関東勢を抑え、日本人トップに輝いたのは関学大の3年生だった。上田颯汰が28分52秒63の5位。上位4人は留学生で、日本人では一番最初にフィニッシュラインを駆け抜けた。

打倒関東勢の思いを強く秘め、練習を積んできた。「負けたくない思いは自分のが上だ」。ラストスパートは必死で足を動かし、6位だった創価大の嶋津雄大を約1秒差で振り切った。レース後は大きく両手を広げ、喜びに浸った。春は両足の肉離れなど苦しんでいた分、こみ上げる思いも大きかった。
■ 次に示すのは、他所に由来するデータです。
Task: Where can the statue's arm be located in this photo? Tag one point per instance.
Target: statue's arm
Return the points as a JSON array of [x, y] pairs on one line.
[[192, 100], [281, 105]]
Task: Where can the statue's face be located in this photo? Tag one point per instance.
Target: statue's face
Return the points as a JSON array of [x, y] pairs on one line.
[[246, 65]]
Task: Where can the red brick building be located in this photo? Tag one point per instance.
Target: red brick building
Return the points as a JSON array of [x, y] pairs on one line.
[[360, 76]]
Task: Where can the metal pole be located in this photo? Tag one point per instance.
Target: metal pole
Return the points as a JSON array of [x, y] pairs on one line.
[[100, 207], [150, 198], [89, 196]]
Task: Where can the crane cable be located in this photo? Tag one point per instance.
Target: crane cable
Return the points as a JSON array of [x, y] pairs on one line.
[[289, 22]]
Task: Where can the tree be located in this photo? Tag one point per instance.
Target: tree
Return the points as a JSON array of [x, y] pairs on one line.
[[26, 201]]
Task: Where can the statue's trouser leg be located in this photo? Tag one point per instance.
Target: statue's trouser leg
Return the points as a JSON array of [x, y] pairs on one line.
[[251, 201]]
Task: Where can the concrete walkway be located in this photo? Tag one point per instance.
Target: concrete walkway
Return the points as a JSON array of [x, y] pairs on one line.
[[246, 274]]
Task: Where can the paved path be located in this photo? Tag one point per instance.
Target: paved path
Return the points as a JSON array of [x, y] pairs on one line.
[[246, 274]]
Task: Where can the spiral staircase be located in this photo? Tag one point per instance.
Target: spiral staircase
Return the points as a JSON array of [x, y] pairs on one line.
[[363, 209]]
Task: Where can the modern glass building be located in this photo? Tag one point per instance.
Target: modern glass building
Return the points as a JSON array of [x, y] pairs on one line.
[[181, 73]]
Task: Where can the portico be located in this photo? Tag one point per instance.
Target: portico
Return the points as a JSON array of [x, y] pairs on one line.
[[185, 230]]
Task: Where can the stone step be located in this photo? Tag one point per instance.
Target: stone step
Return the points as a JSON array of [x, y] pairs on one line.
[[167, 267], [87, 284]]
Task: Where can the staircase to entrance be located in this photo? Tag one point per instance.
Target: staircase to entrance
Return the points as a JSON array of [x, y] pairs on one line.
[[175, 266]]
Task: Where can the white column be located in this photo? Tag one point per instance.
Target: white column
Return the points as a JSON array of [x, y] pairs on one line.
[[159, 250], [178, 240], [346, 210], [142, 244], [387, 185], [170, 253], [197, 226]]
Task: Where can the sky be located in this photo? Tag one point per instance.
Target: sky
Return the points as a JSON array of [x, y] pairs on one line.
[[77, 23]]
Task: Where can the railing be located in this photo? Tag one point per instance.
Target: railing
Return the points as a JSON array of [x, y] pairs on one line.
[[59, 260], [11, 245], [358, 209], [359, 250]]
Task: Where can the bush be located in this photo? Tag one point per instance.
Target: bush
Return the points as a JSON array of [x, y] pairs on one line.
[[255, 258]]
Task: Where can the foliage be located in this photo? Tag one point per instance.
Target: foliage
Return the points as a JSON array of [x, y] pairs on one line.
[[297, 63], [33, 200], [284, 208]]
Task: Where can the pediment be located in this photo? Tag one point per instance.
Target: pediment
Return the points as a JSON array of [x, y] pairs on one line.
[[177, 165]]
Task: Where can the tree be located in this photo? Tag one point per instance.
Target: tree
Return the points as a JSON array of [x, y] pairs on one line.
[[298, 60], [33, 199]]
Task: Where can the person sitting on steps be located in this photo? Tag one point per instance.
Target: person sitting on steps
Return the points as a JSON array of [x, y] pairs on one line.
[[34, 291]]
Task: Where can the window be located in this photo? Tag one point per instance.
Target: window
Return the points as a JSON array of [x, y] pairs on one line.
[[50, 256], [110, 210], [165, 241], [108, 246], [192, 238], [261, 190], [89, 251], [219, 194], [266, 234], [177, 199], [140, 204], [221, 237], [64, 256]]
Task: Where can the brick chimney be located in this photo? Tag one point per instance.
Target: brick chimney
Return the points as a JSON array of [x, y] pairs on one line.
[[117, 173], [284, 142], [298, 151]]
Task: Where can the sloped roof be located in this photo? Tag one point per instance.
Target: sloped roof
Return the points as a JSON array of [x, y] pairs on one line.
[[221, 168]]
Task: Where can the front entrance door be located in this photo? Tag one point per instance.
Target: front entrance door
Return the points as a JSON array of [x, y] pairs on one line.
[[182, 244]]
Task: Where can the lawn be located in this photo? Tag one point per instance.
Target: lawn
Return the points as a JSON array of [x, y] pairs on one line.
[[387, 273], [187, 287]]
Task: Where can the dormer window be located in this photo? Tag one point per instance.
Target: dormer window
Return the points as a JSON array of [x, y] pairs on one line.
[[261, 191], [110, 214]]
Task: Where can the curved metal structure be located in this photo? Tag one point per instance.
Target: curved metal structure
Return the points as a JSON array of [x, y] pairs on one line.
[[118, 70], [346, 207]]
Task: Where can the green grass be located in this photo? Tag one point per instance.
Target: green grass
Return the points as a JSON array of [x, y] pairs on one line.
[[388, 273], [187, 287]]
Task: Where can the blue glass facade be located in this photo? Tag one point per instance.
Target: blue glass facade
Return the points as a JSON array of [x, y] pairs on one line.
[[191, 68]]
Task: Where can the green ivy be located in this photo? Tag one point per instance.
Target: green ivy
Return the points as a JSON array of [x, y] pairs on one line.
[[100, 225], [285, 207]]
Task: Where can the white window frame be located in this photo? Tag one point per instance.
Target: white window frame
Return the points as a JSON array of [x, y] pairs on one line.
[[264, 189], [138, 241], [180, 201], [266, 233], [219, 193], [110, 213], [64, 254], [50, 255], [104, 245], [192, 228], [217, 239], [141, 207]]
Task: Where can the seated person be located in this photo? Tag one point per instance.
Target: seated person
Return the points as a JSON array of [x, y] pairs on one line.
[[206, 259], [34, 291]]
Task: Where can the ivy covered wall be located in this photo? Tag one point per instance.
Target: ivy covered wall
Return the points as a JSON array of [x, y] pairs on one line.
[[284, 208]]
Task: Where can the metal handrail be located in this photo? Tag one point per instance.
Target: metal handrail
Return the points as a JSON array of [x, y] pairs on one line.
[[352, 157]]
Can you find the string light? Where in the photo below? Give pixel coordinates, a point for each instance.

大阪・関大一高時代の5000メートル自己記録は14分25秒93。「関東の強豪校としのぎを削りたかった」との思いも強かったが、出費の面など負担も大きく関西に残ることになった。三国中の時からつながりがあった宮本志郎氏がコーチを務める関学大に進んだ。そこで少しずつ強くなっていった。

「関東勢に勝つことが後輩への道しるべにもなる」。昨年は出ることもできなかったが、その決意を持ち続け、それを実現させた。今後は駅伝シーズンが始まる。出雲、全日本と関東の大学と戦える。「他校のエース級と戦っても勝てるように練習を続けていきたい」。そう取材エリアで、両手を前に合わせ、話し続けていた礼儀正しき青年は、力を込めた。